Elle s’est creusée davantage au surgissement de mots d’ordre contre les services de sécurité accusés d’être des vecteurs et des agents du terrorisme et à la suite de l’inquiétude toujours prégnante suscitée par l’activisme notamment médiatique de Rachad et de ses membres les plus en vue qu’on soupçonne de se servir du Hirak comme rampe de lancement du courant islamiste radical et de le «purger» des crimes qu’il a commis ou qui ont été perpétrés en son nom voici trente ans. Le fossé s’est alors creusé entre ceux qui considèrent qu’il ne fallait pas craindre ce courant, dont ses adversaires et ses ennemis s’en servent pour «diaboliser» le hirak et pour «désarmer» sa force mobilisatrice face au pouvoir, et ceux qui considèrent que le courant islamiste présente un danger néofissiste pour le projet de démocratisation prôné par le mouvement, à moins de faire preuve de naïveté politique comme les islamo-gauchistes algériens, indique la militante de la société civile Sabrina Rahmani. Une campagne en souvenir des violences islamistes a été, rappelons-le, lancée sur les réseaux sociaux le 22 mars 2021, Journée contre l’oubli des victimes du terrorisme : sous le mot-clé #Mansinach
Dans une déclaration récente, le sociologue Nacer Djabi voyait dans le brandissement de «Rachad, une vieille menace et une carte dépassée». Elle consiste à «jouer sur les frayeurs et les points faibles de la société algérienne, mais elle est en tant que telle vouée à l’échec» comme la «menace régionaliste». Interrogé sur le sujet, le journaliste et écrivain Abdelkader Harichane estime que la «résurgence d’une menace de l’ex-FIS via Rachad, qui a avant tout une présence active à travers sa télévision et les réseaux sociaux, est la bonne nouvelle pour le pouvoir qui a tout fait pour éteindre la contestation hirakiste sans y parvenir jusqu’à ce qu’il décide l’interdiction des marches». Auteur de deux ouvrages «Le FIS et le Pouvoir» (1999) et «La tragédie algérienne et ses hommes» (2019), cet essayiste estime que le «FIS a été définitivement anéanti» et que brandir la menace Rachad «n’est pas convaincante» et conduit à la survaloriser politiquement dans le but d’accentuer cette frange du Hirak encore marquée par la décennie sanglante.
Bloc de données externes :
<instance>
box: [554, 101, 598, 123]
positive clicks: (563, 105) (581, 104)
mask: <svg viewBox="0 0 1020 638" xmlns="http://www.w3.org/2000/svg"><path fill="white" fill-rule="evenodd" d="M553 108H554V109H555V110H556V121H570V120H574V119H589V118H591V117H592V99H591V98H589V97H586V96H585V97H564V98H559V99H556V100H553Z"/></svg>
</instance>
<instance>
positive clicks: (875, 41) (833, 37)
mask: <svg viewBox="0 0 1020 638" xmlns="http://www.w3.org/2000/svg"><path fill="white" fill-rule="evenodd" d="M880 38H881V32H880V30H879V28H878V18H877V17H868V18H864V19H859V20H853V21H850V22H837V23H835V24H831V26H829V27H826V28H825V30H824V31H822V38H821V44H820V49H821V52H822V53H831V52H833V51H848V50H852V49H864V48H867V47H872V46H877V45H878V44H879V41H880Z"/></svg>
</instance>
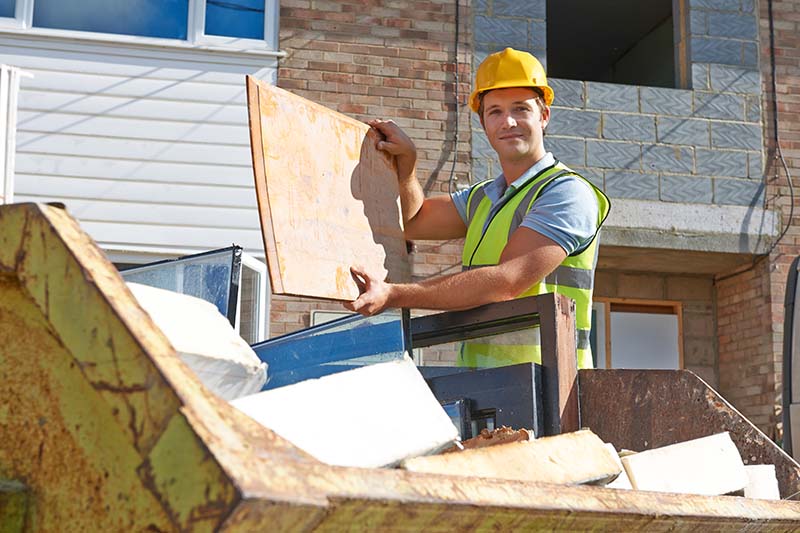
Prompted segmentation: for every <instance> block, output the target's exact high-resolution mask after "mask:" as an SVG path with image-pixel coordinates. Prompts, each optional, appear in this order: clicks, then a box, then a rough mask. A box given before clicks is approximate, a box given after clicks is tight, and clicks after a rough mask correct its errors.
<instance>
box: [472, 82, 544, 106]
mask: <svg viewBox="0 0 800 533" xmlns="http://www.w3.org/2000/svg"><path fill="white" fill-rule="evenodd" d="M512 87H523V88H526V89H539V90H540V91H542V96H543V97H544V103H545V105H548V106H549V105H551V104H552V103H553V98H554V94H553V89H551V88H550V87H549V86H547V85H534V84H530V85H520V84H519V83H508V84H506V83H497V84H495V85H492V86H491V87H485V88H483V89H480V90H477V89H476V90H474V91H472V94H470V95H469V107H470V109H472V110H473V111H474V112H475V113H477V112H478V108H480V104H481V101H480V95H481V94H482V93H487V92H489V91H493V90H495V89H510V88H512Z"/></svg>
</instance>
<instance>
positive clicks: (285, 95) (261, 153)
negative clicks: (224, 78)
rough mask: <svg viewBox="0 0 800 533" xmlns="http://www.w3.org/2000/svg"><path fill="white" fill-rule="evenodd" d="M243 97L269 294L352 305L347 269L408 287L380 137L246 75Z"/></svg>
mask: <svg viewBox="0 0 800 533" xmlns="http://www.w3.org/2000/svg"><path fill="white" fill-rule="evenodd" d="M247 94H248V108H249V112H250V140H251V146H252V150H253V168H254V175H255V181H256V193H257V197H258V208H259V214H260V218H261V230H262V233H263V236H264V249H265V251H266V255H267V263H268V265H269V271H270V279H271V281H272V288H273V291H274V292H275V293H277V294H293V295H298V296H312V297H321V298H331V299H336V300H352V299H354V298H356V297H357V296H358V290H357V288H356V286H355V284H354V283H353V281H352V280H351V278H350V272H349V267H350V266H351V265H354V264H358V265H363V266H365V267H366V268H368V269H372V271H374V272H380V273H385V274H386V276H387V278H388V279H389V280H391V281H405V280H407V279H408V277H409V263H408V256H407V253H406V247H405V239H404V237H403V227H402V216H401V211H400V203H399V196H398V194H399V193H398V186H397V174H396V170H395V164H394V160H393V158H391V157H389V156H387V155H386V154H384V153H383V152H380V151H378V150H377V148H376V147H375V144H376V142H377V140H378V134H377V133H376V132H375V131H373V130H371V129H370V128H369V126H367V125H366V124H364V123H362V122H358V121H357V120H354V119H352V118H349V117H347V116H345V115H342V114H340V113H337V112H335V111H332V110H330V109H327V108H325V107H323V106H321V105H318V104H315V103H314V102H311V101H308V100H306V99H304V98H301V97H299V96H296V95H293V94H291V93H289V92H287V91H284V90H282V89H279V88H277V87H273V86H270V85H268V84H266V83H264V82H261V81H258V80H256V79H254V78H252V77H249V76H248V78H247Z"/></svg>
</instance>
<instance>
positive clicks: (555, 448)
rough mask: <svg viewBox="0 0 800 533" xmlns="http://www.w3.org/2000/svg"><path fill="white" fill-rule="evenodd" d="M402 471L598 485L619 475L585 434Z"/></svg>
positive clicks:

Le journaliste Fayçal Metaoui estime que «l’apparition du slogan «moukhabarate Irhabiya» a «sans doute ravivé les contradictions» longtemps tues au sein du mouvement populaire pour le changement et accentué les divergences entre les courants qui le constituent. Selon lui, beaucoup de gens ont déserté les marches du Hirak sous la crainte de voir le courant islamiste «vampiriser» le projet de démocratisation auxquels ils aspirent. Cette crainte s’est aggravée, explique-t-il, par le retard pris par le mouvement populaire de «passer à l’élaboration d’un projet politique alternatif et consensuel pour avancer et réaliser le changement» que le pays attend. L’audience et la visibilité qu’a pris Rachad, considère-t-il, ont montré ce que beaucoup n’ont pas voulu ou pu voir : «Un mouvement populaire quel qu’il soit doit à un moment de son évolution passer à l’élaboration d’un projet politique alternatif et consensuel pour avancer et réaliser le changement».